Reconstructing $3D$ point cloud from depth maps and known camera parameters

529 Views Asked by At

The Task

I have four depth maps of the same scene, one from each side (front, back, left, right). Given a depth map, I would like to reconstruct a 3D point cloud.
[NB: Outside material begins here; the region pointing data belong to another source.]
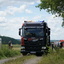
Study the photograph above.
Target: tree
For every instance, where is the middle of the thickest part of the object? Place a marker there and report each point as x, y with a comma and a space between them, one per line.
53, 6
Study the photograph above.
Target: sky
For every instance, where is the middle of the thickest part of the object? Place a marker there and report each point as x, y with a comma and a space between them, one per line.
14, 12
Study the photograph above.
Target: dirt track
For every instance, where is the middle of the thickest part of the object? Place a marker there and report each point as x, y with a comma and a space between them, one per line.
30, 61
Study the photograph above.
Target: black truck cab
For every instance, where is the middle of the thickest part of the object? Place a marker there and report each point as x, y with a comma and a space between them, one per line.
35, 37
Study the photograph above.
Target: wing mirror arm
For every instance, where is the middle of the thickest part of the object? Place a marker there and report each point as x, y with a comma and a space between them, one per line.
20, 31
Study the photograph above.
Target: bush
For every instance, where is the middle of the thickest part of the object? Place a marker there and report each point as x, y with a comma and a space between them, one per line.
53, 57
6, 52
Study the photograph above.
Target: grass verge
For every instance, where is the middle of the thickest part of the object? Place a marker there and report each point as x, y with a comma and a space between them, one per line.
54, 57
20, 60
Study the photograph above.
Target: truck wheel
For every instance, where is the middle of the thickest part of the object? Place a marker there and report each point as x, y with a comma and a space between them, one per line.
24, 54
38, 54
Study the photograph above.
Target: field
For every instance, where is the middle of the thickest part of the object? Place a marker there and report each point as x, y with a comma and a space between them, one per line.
54, 57
5, 52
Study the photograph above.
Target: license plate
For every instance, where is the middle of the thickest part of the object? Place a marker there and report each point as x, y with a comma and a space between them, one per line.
32, 52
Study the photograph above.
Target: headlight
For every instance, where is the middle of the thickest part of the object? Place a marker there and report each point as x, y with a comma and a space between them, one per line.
43, 47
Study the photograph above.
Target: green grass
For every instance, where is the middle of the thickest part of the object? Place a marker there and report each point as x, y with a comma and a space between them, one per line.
20, 60
54, 57
5, 52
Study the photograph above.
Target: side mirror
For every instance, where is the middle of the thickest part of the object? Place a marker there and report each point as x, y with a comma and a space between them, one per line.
20, 31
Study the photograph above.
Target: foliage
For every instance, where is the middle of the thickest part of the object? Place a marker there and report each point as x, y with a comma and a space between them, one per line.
53, 57
53, 6
6, 39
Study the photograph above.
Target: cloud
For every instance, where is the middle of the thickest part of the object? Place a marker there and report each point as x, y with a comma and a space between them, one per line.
28, 11
16, 2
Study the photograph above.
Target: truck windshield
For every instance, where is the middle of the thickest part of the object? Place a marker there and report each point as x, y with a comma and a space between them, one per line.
33, 32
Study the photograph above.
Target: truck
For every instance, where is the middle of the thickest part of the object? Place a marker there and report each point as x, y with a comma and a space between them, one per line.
35, 37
For each depth map I have the following camera-specific matrices: intrinsic $(3\times3)$, extrinsic $(3\times4)$ & camera$(3\times4)$.

My attempt

Base

Let us denote the intrisic matrix with $I_C$ and the extrinsic matrix with $E_C$ (for some camera $C$): $$s \begin{bmatrix}u\\v\\1\end{bmatrix} = I_C E_C \begin{bmatrix}X\\Y\\Z\\1\end{bmatrix}$$ Multiplying with $I_C^{-1}$ from the left we get: $$s\cdot I_C^{-1} \begin{bmatrix}u\\v\\1\end{bmatrix} = E_C \begin{bmatrix}X\\Y\\Z\\1\end{bmatrix}$$ Separating $Z$ (which we know from the depth map) from the rest of the vector we derive: $$s\cdot I_C^{-1} \begin{bmatrix}u\\v\\1\end{bmatrix} = E_C^{(-3)} \begin{bmatrix}X\\Y\\1\end{bmatrix}+Z\cdot E_C^{(3)}$$ where $E_C^{(-3)}$ is the matrix that one gets if the third column is omitted while $E_C^{(3)}$ denotes the third column. $$\begin{bmatrix}X\\Y\\1\end{bmatrix} = (E_C^{(-3)})^{-1}\left(s\cdot I_C^{-1} \begin{bmatrix}u\\v\\1\end{bmatrix} -Z\cdot E_C^{(3)}\right)$$

My question(s)

  1. How can I determine $s$ analytically? Is $s$ different for every point or a global constant?
  2. Is there a more straightforward way to do this?
  3. My depth maps have a resolution of $640 \times 480$. Which coordinates do I need to supply as $u$ and $v$? Normalized to the unit interval?